Deaths due to extreme weather in Europe could increase fifty-fold from an estimated 3,000 per year recently to 152,000 by century’s end if global warming is not reined in, researchers warned Saturday, reports BSS.
The toll would be especially high in temperate southern Europe, where deaths due to warming are projected to rise from 11 per million people per year to about 700 per million per year, they wrote in The Lancet Planetary Health.
Heatwaves will do most of the damage, claiming some 99 percent of future weather-related deaths more than 151,000 of the annual total by 2100 from about 2,700 per year recently.
“Unless global warming is curbed as a matter of urgency and appropriate adaptation measures are taken, about 350 million Europeans could be exposed to harmful climate extremes on an annual basis by the end of this century,” said the report, based on pessimistic global warming forecasts.

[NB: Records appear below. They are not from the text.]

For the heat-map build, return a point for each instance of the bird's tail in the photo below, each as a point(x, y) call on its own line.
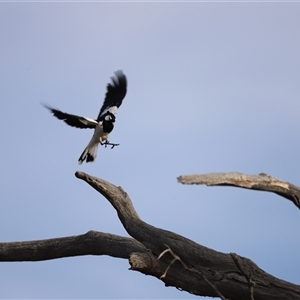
point(89, 153)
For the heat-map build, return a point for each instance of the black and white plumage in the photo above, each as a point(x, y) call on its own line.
point(105, 121)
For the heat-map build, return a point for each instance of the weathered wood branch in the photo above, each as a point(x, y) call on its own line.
point(172, 258)
point(198, 270)
point(261, 182)
point(91, 243)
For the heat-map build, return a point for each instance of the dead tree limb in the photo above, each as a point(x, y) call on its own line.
point(172, 258)
point(219, 269)
point(91, 243)
point(260, 182)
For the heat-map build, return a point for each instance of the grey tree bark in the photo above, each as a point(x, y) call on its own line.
point(172, 258)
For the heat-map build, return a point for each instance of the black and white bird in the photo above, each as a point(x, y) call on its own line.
point(105, 121)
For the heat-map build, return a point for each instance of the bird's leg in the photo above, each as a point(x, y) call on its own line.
point(107, 143)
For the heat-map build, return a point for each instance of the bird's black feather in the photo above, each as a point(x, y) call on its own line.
point(116, 91)
point(72, 120)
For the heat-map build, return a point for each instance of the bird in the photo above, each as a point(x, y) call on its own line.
point(104, 124)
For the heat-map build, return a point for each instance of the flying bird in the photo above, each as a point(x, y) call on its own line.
point(105, 121)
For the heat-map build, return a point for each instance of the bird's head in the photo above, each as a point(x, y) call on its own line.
point(109, 117)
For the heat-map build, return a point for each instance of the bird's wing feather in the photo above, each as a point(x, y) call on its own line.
point(72, 120)
point(115, 94)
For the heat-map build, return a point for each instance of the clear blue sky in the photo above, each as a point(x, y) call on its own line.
point(212, 87)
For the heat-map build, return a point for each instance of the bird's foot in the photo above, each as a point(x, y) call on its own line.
point(107, 143)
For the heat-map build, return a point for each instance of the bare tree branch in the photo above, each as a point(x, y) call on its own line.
point(219, 269)
point(172, 258)
point(261, 182)
point(91, 243)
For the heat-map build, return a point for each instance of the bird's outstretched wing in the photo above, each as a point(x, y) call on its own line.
point(115, 94)
point(72, 120)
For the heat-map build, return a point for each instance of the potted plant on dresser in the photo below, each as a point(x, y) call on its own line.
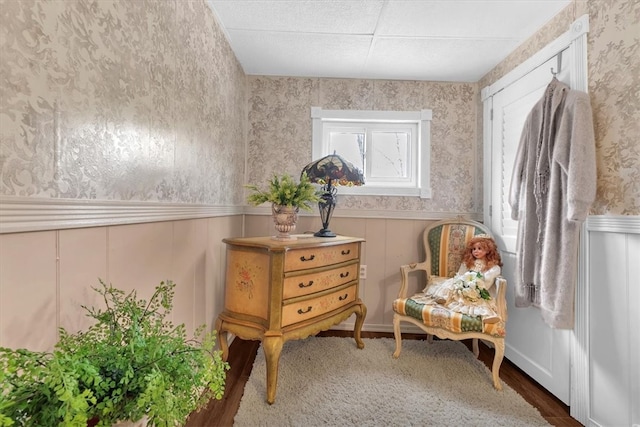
point(287, 197)
point(132, 364)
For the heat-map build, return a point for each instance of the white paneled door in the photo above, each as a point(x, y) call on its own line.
point(540, 351)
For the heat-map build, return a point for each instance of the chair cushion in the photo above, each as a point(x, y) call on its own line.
point(441, 317)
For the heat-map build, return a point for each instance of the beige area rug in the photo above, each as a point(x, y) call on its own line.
point(328, 381)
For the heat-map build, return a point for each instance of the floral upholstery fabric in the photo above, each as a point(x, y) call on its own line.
point(441, 317)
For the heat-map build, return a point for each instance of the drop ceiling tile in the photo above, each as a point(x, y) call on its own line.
point(443, 60)
point(324, 16)
point(328, 55)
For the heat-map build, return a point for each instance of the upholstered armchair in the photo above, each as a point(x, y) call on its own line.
point(445, 242)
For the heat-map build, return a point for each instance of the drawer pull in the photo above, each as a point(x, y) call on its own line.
point(301, 311)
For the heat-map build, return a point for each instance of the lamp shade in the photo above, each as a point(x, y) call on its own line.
point(331, 171)
point(334, 170)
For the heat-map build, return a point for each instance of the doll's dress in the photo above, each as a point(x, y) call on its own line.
point(447, 293)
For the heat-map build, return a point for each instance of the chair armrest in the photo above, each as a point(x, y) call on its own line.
point(501, 297)
point(404, 273)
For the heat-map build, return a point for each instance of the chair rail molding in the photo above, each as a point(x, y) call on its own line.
point(22, 214)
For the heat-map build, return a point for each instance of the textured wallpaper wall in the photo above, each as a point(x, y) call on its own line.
point(280, 133)
point(119, 100)
point(613, 55)
point(144, 100)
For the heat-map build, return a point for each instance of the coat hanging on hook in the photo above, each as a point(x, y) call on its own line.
point(552, 189)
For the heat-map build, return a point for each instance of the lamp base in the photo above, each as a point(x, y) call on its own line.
point(324, 233)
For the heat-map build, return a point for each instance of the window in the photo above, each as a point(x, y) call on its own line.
point(392, 148)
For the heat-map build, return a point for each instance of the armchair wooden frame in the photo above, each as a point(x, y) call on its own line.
point(494, 334)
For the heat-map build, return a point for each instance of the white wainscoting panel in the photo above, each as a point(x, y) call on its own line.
point(613, 338)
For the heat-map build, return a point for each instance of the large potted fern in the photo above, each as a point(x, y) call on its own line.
point(131, 364)
point(287, 197)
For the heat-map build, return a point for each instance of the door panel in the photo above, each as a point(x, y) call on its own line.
point(543, 353)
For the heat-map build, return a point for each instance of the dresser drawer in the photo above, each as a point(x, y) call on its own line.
point(300, 259)
point(313, 307)
point(315, 282)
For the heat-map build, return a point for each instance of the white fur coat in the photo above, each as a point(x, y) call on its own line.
point(552, 189)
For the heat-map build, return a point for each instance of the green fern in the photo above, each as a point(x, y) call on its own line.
point(129, 364)
point(285, 191)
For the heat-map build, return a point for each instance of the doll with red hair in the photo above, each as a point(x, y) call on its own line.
point(469, 291)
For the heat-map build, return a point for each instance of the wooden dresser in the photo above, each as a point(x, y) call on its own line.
point(278, 291)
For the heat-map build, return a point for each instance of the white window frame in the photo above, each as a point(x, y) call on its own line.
point(322, 120)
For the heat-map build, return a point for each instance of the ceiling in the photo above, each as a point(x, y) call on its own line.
point(434, 40)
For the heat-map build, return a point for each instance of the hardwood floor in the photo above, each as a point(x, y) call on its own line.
point(242, 355)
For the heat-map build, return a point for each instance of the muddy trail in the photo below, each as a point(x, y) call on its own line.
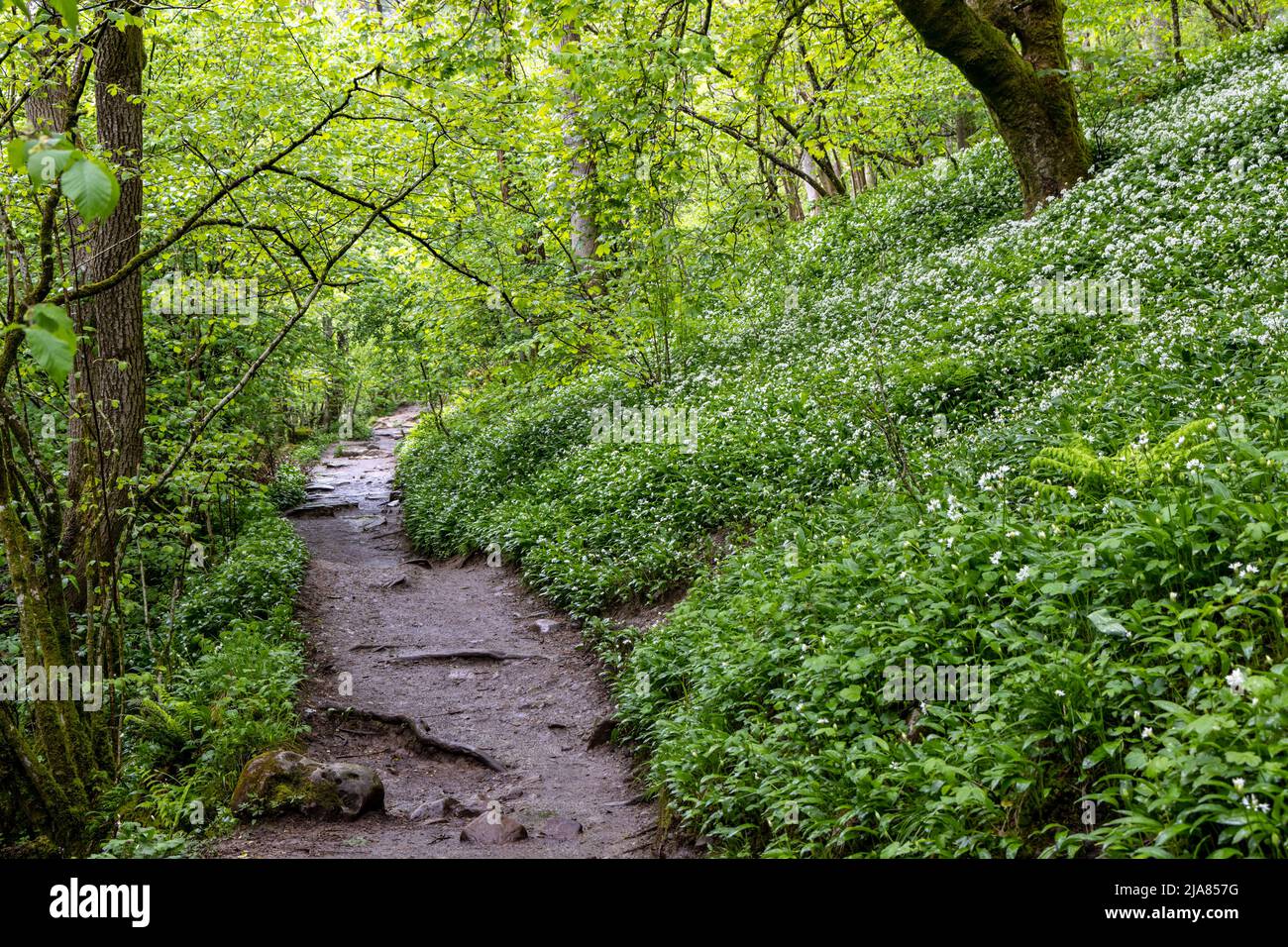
point(398, 635)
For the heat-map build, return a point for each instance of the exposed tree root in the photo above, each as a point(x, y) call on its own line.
point(469, 654)
point(421, 732)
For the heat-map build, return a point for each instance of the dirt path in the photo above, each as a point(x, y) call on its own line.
point(364, 604)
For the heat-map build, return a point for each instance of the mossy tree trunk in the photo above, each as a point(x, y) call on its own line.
point(107, 389)
point(1026, 89)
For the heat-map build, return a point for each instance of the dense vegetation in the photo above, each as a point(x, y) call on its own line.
point(1100, 519)
point(811, 241)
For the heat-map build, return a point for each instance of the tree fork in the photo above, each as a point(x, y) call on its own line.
point(1026, 91)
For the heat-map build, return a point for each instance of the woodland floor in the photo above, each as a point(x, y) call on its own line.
point(369, 599)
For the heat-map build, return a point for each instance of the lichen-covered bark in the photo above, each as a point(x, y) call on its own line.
point(107, 388)
point(1026, 89)
point(584, 231)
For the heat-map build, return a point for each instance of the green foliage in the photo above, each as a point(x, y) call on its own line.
point(286, 489)
point(200, 723)
point(256, 582)
point(1125, 591)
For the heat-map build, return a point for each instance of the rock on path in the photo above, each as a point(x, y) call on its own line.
point(365, 604)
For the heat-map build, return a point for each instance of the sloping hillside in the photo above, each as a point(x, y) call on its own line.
point(1091, 519)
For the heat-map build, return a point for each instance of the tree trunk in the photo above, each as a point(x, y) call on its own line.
point(107, 388)
point(1026, 91)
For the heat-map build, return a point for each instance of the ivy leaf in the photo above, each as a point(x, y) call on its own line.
point(91, 187)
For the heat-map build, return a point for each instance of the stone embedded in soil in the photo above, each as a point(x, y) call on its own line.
point(492, 828)
point(283, 781)
point(318, 509)
point(561, 828)
point(445, 808)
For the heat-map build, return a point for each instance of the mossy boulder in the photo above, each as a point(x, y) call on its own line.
point(281, 781)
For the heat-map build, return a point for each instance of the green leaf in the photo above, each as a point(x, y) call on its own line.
point(47, 162)
point(53, 320)
point(52, 354)
point(91, 187)
point(17, 153)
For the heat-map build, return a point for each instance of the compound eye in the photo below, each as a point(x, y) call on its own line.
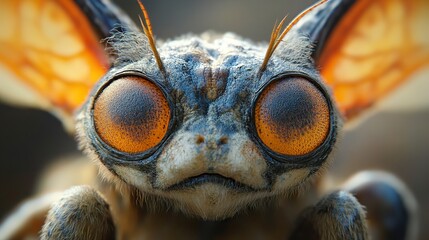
point(131, 114)
point(292, 116)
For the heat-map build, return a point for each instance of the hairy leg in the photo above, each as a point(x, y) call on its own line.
point(81, 213)
point(337, 216)
point(26, 221)
point(391, 208)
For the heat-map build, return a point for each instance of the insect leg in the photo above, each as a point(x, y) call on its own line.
point(337, 216)
point(81, 213)
point(391, 208)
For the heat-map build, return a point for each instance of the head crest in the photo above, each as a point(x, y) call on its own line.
point(277, 37)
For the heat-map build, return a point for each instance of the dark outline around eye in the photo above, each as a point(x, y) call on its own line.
point(117, 155)
point(318, 153)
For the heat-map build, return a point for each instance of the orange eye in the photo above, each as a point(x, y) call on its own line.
point(292, 116)
point(131, 114)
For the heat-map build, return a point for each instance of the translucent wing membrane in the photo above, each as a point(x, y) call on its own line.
point(49, 54)
point(375, 47)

The researchers looked at records of weather-related events in Europe the 28 European Union members plus Switzerland, Norway and Iceland — for a 30-year stretch from 1981 to 2010 called the “reference period”.
They then compared this to projections for population growth and migration, as well as predictions for future heatwaves, cold snaps, wildfires, droughts, floods and windstorms.
“We found that weather-related disasters could affect about two-thirds of the European population annually by the year 2100,” wrote four European Commission researchers.
This translated to about 351 million people exposed per year, compared to about 25 million per year in the reference period, when it was just five percent of the population.
Exposure means anything from disease, injury and death due to an extreme weather event, to losing a home or “post-event stress”, the authors said.